"Thank you; I'm all right," returned Carley.
At the doorway they encountered a girl of lithe and robust figure, quick
in her movements. Carley was swift to see the youth and grace of her;
and then a face that struck Carley as neither pretty nor beautiful, but
still wonderfully attractive.
"Flo, here's Miss Burch," burst out Mrs. Hutter, with cheerful
importance. "Glenn Kilbourne's girl come all the way from New York to
surprise him!"
"Oh, Carley, I'm shore happy to meet you!" said the girl, in a voice of
slow drawling richness. "I know you. Glenn has told me all about you."
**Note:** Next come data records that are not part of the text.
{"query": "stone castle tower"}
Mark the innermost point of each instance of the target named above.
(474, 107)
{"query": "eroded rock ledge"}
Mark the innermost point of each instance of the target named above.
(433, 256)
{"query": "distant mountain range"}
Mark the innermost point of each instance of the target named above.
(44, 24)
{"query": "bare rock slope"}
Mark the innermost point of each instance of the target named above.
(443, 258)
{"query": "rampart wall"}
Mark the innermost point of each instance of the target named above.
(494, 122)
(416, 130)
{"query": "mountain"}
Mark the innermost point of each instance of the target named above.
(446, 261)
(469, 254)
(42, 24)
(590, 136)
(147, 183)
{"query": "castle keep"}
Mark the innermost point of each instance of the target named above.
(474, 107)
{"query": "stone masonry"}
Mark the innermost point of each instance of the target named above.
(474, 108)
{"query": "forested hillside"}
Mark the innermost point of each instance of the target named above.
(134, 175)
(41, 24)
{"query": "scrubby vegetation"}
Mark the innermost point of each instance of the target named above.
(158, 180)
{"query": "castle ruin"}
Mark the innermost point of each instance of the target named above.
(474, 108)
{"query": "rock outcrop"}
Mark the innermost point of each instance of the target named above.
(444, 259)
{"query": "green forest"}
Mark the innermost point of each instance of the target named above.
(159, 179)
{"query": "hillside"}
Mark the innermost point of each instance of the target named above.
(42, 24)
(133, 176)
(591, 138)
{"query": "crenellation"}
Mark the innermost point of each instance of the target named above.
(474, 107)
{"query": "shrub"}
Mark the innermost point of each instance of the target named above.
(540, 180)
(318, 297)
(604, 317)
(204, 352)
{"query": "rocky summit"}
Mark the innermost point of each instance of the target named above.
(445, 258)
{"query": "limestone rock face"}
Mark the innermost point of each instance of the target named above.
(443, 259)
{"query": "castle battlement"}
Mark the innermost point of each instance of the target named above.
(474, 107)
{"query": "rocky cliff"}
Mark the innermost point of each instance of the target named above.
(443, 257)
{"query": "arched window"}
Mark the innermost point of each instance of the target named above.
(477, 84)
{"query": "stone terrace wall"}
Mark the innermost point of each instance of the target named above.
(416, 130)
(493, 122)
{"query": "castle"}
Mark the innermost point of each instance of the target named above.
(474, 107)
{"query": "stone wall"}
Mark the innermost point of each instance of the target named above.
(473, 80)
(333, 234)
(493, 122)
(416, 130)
If this greeting, sweet and warm as it seemed, was a shock to Carley,
she gave no sign. But as she murmured something in reply she looked with
all a woman's keenness into the face before her. Flo Hutter had a fair
skin generously freckled; a mouth and chin too firmly cut to suggest
a softer feminine beauty; and eyes of clear light hazel, penetrating,
frank, fearless. Her hair was very abundant, almost silver-gold in
color, and it was either rebellious or showed lack of care. Carley
liked the girl's looks and liked the sincerity of her greeting;
but instinctively she reacted antagonistically because of the frank
suggestion of intimacy with Glenn.
But for that she would have been spontaneous and friendly rather than
restrained.
They ushered Carley into a big living room and up to a fire of blazing
logs, where they helped divest her of the wet wraps. And all the time
they talked in the solicitous way natural to women who were kind and
unused to many visitors. Then Mrs. Hutter bustled off to make a cup of
hot coffee while Flo talked.
"We'll shore give you the nicest room--with a sleeping porch right under
the cliff where the water falls. It'll sing you to sleep. Of course you
needn't use the bed outdoors until it's warmer. Spring is late here, you
know, and we'll have nasty weather yet. You really happened on Oak Creek
at its least attractive season. But then it's always--well, just Oak
Creek. You'll come to know."
"I dare say I'll remember my first sight of it and the ride down that
cliff road," said Carley, with a wan smile.
"Oh, that's nothing to what you'll see and do," returned Flo, knowingly.
"We've had Eastern tenderfeet here before. And never was there a one of
them who didn't come to love Arizona."
"Tenderfoot! It hadn't occurred to me. But of course--" murmured Carley.